Page MenuHomeSoftware Heritage

pgstorage: Empty temp tables instead of dropping them
ClosedPublic

Authored by ardumont on Jan 24 2020, 12:06 PM.

Details

Summary

Due to our pattern of adding objects [1], vacuum is triggered regularly on
pg_catalog.*, having an heavy impact on performance [2]

This commit tries to avoid the "dropping temporary tables" part, emptying
them instead (they still are dropped at the end of the session but less often).
This should decrease the bloat on pg_catalog.* tables.

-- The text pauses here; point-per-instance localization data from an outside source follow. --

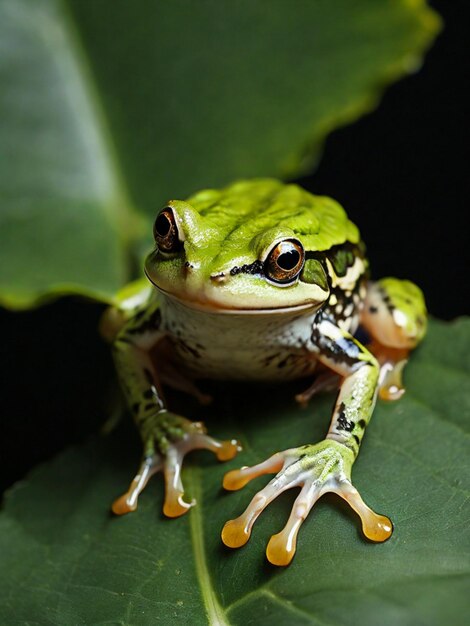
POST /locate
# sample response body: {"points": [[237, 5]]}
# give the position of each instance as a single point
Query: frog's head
{"points": [[253, 246]]}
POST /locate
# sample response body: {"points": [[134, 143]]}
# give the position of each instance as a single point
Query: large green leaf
{"points": [[111, 105], [65, 560]]}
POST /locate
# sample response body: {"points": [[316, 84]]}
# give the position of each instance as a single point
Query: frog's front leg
{"points": [[394, 314], [166, 437], [322, 467]]}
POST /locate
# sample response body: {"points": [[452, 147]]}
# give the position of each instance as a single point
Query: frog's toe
{"points": [[376, 527], [282, 546], [316, 469], [128, 501], [178, 437]]}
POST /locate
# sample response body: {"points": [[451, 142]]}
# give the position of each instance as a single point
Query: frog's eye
{"points": [[165, 231], [285, 261]]}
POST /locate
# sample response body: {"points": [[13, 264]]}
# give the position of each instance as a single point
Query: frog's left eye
{"points": [[165, 231], [285, 261]]}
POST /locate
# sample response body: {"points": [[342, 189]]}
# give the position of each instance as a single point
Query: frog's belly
{"points": [[267, 346]]}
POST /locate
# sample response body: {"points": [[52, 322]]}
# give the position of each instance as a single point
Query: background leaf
{"points": [[109, 106], [65, 560]]}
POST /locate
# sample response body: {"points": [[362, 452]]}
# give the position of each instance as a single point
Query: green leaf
{"points": [[112, 105], [65, 560]]}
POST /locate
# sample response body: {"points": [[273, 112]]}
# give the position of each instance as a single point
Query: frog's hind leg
{"points": [[394, 314]]}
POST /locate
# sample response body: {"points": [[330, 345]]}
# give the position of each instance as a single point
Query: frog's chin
{"points": [[210, 306]]}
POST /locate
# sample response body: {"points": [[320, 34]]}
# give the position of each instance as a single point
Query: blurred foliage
{"points": [[107, 109]]}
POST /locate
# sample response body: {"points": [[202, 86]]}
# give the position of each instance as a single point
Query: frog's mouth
{"points": [[210, 306]]}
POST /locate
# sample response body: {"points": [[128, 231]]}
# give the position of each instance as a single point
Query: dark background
{"points": [[401, 173]]}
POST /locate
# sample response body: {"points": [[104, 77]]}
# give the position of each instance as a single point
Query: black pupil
{"points": [[288, 260], [162, 225]]}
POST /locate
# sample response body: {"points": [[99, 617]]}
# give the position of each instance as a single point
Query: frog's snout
{"points": [[219, 278]]}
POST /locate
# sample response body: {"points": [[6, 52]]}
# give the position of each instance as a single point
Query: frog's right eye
{"points": [[165, 231]]}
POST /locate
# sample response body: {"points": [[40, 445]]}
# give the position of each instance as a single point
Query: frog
{"points": [[261, 281]]}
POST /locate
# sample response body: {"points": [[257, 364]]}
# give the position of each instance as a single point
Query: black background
{"points": [[401, 172]]}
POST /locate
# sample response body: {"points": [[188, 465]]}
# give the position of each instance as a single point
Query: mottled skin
{"points": [[261, 280]]}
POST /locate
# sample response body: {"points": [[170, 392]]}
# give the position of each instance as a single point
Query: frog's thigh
{"points": [[394, 314]]}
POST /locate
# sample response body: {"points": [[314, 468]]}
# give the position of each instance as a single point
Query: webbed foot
{"points": [[316, 469], [167, 439]]}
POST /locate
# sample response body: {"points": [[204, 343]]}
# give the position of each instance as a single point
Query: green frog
{"points": [[261, 281]]}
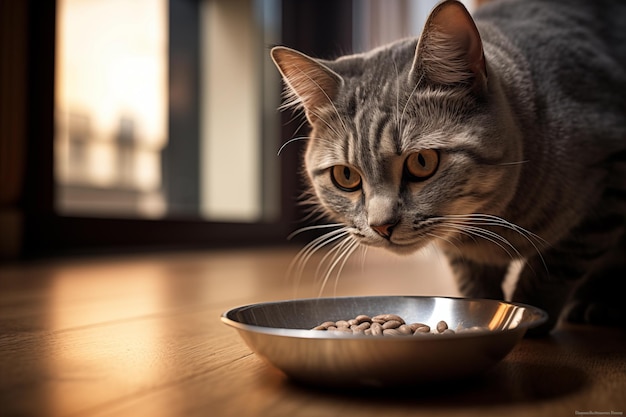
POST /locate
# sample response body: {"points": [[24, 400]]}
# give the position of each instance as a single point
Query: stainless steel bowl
{"points": [[279, 332]]}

[1] adding object pattern:

  • create temporary table
  • insert data from temporary table to production table with filtering
  • drop temporary table

[2] context:

irc discussion on sysadm:

...
10:09 <douardda> ardumont: any idea why the git loading workload seems to have drop drastically?
10:10 <+ardumont> no
10:11 <+ardumont> well, that could be we are finally ingesting relevant repositories
10:11 <+ardumont> relevant as in with new data
10:11 <douardda> not really https://grafana.softwareheritage.org/d/u8eBQQVZz/object-creation-rate?orgId=1&from=now-12h&to=now&var-instance=uffizi.internal.softwareheritage.org&var-object_type=content&var-interval=$__auto_interval_interval
10:12 <douardda> (same with revisions)
...
10:26 <+ardumont> it'd worth checking the storage backend
10:27 <+ardumont> pg_activity shows me a lot more (i don't recall seeing that much yesterday) select queries
10:27 <+ardumont> on the main belvedere storage (the one to write, not really for reading)
...
10:30 <+ardumont> i also realized that's it's not only the git tasks, it's also for the indexers
10:31 <+ardumont> well all tasks even, i barely see that there are other colors
10:42 <+olasd> I don't have my laptop but yesterday postgres was starting to look like it was spending a lot of time vacuuming the catalog tables (because of our usage of temporary tables)
10:43 <+ardumont> it still does
10:45 <+olasd> I think there's a way to reduce churn on temporary tables (making transactions empty them instead of dropping them) that might help
10:46 <+olasd> or get rid of temp tables altogether
10:46 <+olasd> (but that's less incremental)
10:52 <+olasd> https://stackoverflow.com/questions/50366509/temporary-tables-bloating-pg-attribute
10:55 <+ardumont> shall we try?
10:55 <+ardumont> one of the stanza to change are at https://forge.softwareheritage.org/source/swh-storage/browse/master/swh/storage/sql/40-swh-func.sql$22
10:55 <+ardumont> (i'm saying for david ;)
10:56 <+ardumont> the part 'on commit delete rows'
Test Plan

tox

Diff Detail

Event Timeline

ardumont edited the summary of this revision. (Show Details)
ardumont edited the summary of this revision. (Show Details)

accepted through irc ;)

...
11:45 <+olasd> temp tables were also a workaround for the lack of "on conflict do xxx" clauses when we started with 9.x
11:45 <+ardumont> that i also remember
11:46 <+olasd> ardumont: for the column drops you should add "if exists" to the clauses
11:46 <+olasd> that way they become idempotent
...
11:50 <+ardumont> i'll try to propose a diff
12:11 <+ardumont> here we go D2580
12:11 -- Notice(swhbot): D2580 (author: ardumont, Needs Review) on swh-storage: pgstorage: Empty temp tables instead of dropping them <https://forge.softwareheritage.org/D2580>
12:19 <+olasd> lgtm

Build has FAILED

yeah, well, that tends to happen when the environment to build cassandra job is no longer there...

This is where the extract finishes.